Она «не защищается». Она приемлет. «Ни о чем не просить, ни в чем не отказывать» — так была определена однажды высшая мера святости сердца. Нечто подобное присутствует и здесь — при всей парадоксальности этой отчаянной ситуации. Соня приемлет ужасную, незаслуженную нищету, в которую ввергает семью алкоголизм отца. Она не оказывает никакого сопротивления, будь то внутренний бунт или хотя бы свое мнение. Она не видит ничего особенного в том, что ее мачеха упреками вымещает на ней свое отчаяние. А когда Раскольников осуждает Катерину Ивановну за это, она встает на ее сторону: «Била! Да что вы это! Господи, била! А хоть бы и била, так что ж! Ну так что ж? Вы ничего, ничего не знаете…»

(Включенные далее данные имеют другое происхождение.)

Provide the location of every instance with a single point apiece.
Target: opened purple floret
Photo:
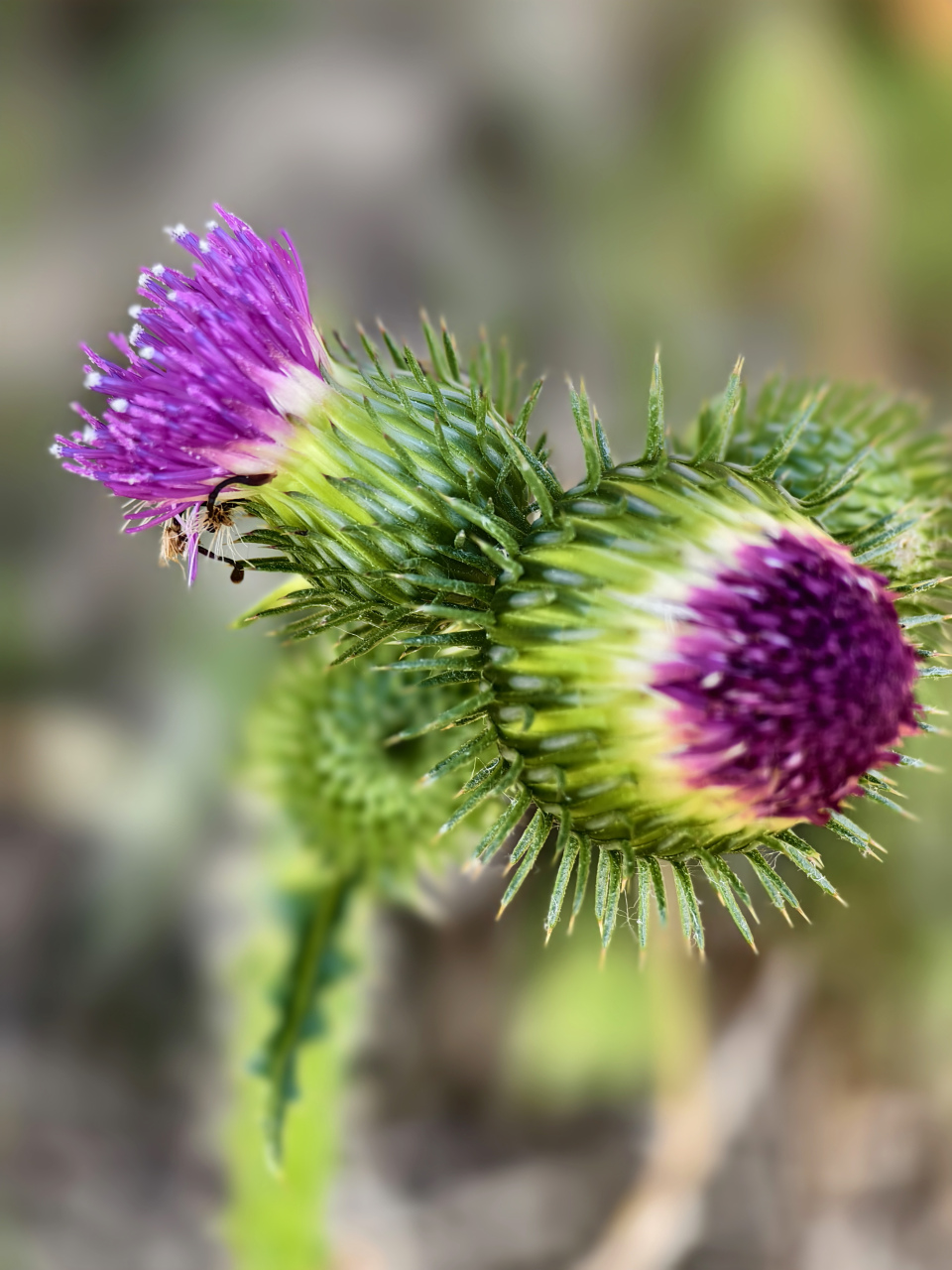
(792, 677)
(213, 361)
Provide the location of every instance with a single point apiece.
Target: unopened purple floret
(207, 358)
(791, 679)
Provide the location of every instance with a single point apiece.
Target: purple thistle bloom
(792, 679)
(216, 362)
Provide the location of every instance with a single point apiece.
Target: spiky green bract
(320, 752)
(407, 498)
(860, 460)
(318, 748)
(534, 595)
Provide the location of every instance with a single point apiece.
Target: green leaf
(714, 445)
(569, 844)
(690, 922)
(722, 885)
(311, 968)
(500, 829)
(655, 444)
(471, 707)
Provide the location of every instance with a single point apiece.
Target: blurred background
(590, 177)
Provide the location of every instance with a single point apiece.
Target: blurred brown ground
(592, 177)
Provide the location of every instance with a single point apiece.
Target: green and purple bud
(674, 661)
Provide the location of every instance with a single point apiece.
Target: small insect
(175, 543)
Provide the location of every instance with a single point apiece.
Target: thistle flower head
(218, 359)
(789, 679)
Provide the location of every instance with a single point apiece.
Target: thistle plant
(318, 751)
(675, 662)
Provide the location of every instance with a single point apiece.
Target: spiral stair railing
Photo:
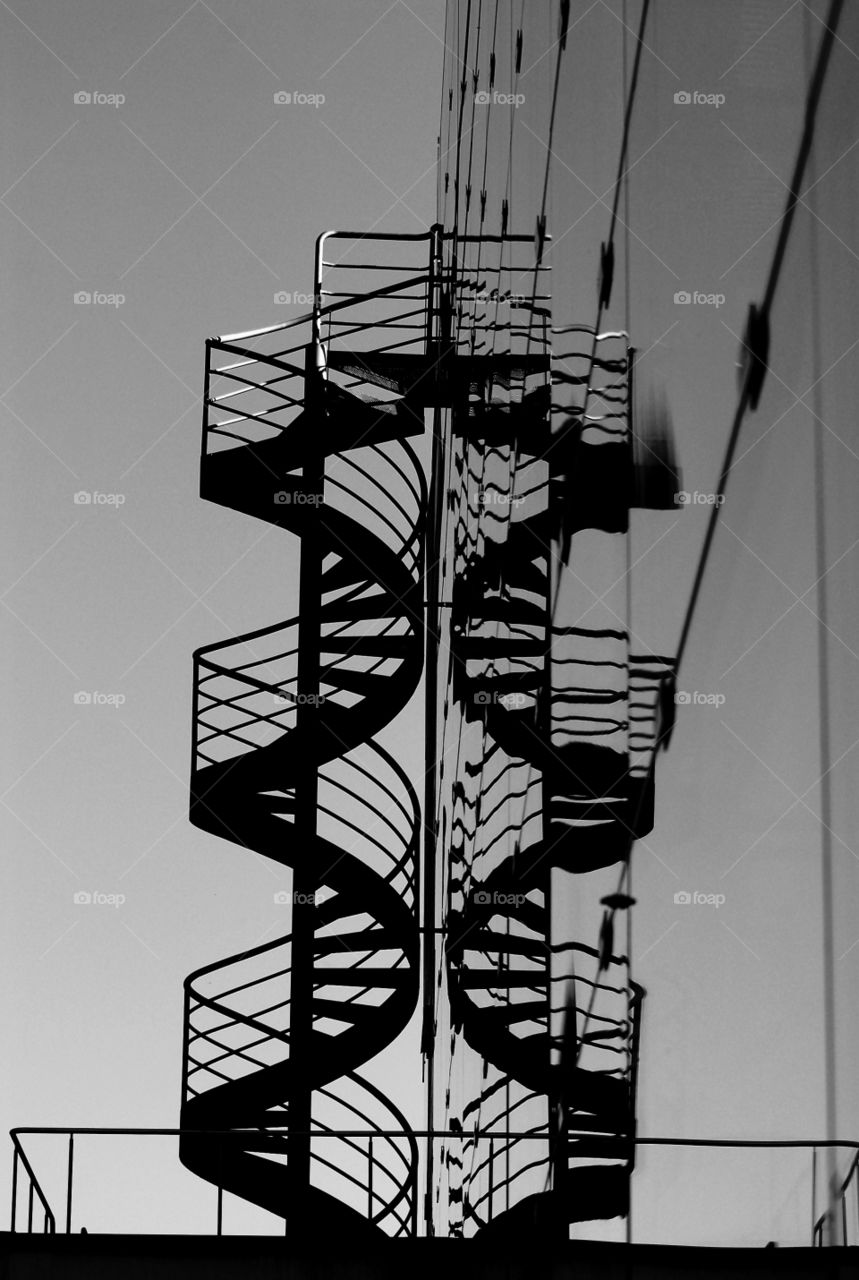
(574, 748)
(286, 762)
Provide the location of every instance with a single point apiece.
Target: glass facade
(644, 154)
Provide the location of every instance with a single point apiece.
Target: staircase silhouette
(286, 764)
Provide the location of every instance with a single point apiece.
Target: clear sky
(196, 200)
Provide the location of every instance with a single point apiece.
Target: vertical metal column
(306, 872)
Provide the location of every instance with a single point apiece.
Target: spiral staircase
(505, 969)
(302, 434)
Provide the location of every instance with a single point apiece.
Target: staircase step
(508, 1014)
(351, 681)
(506, 944)
(382, 604)
(343, 1011)
(361, 976)
(485, 979)
(373, 647)
(364, 940)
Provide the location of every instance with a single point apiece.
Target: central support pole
(306, 876)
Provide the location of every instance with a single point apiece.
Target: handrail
(237, 1136)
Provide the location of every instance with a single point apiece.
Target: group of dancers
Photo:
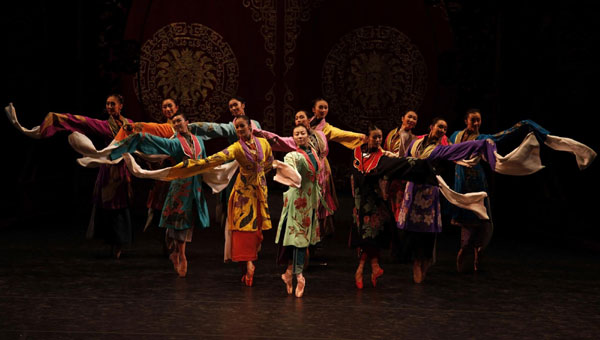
(394, 183)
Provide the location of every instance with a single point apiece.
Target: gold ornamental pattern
(190, 63)
(372, 75)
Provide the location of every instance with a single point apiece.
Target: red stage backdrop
(371, 60)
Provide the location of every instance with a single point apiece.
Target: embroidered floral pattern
(300, 203)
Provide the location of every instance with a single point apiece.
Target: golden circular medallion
(190, 63)
(372, 75)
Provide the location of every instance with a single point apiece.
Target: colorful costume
(111, 218)
(420, 214)
(474, 231)
(248, 211)
(374, 220)
(298, 224)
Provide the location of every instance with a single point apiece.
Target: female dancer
(476, 233)
(419, 215)
(373, 217)
(185, 205)
(248, 211)
(110, 218)
(298, 224)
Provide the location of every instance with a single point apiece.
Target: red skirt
(245, 245)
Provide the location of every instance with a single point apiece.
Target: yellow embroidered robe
(248, 199)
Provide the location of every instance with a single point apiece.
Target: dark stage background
(370, 59)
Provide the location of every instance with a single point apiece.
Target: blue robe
(184, 194)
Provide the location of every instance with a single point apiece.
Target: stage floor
(54, 284)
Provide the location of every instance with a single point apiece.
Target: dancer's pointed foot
(358, 279)
(417, 273)
(182, 268)
(477, 259)
(248, 278)
(174, 257)
(460, 261)
(287, 279)
(300, 285)
(375, 275)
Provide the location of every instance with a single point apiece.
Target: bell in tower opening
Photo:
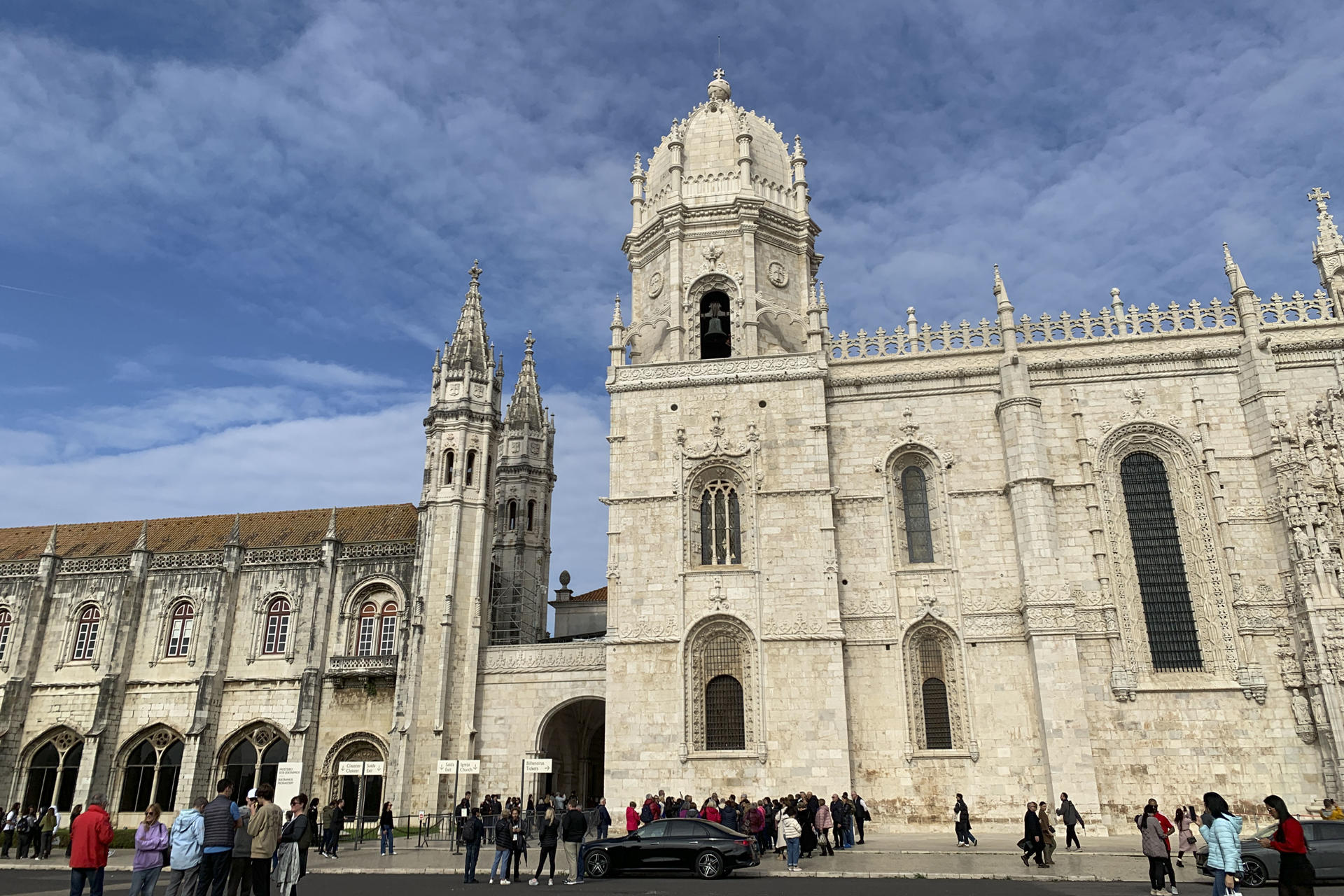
(715, 327)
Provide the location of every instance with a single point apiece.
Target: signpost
(288, 780)
(457, 767)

Эта беззащитность неравнозначна слабости. Когда нужно, это хрупкое существо проявляет недюжинную силу. Несмотря на всю свою любовь к Раскольникову, она без колебаний повинуется голосу собственной совести и противостоит Раскольникову при его попытках оправдать себя философией сверхчеловека. Она требует от него внутренней правды и готовности к искуплению вины. Но потом она следует за ним в Сибирь и делит с ним все лишения. Принесенная ею верность себе быть самим собой. Вот как Соня защищает, например, свою отчаявшуюся мачеху: «Это такая несчастная, ах, какая несчастная! И больная… Она справедливости ищет… Она чистая. Она так верит, что во всем справедливость должна быть, и требует… И хоть мучайте ее, а она несправедливого не сделает. Она сама не замечает, как это все нельзя, чтобы справедливо было в людях, и раздражается… Как ребенок, как ребенок! Она справедливая, справедливая!» Позволим себе напомнить, что это говорит женщина о другой женщине, ввергнувшей ее в бесчестие.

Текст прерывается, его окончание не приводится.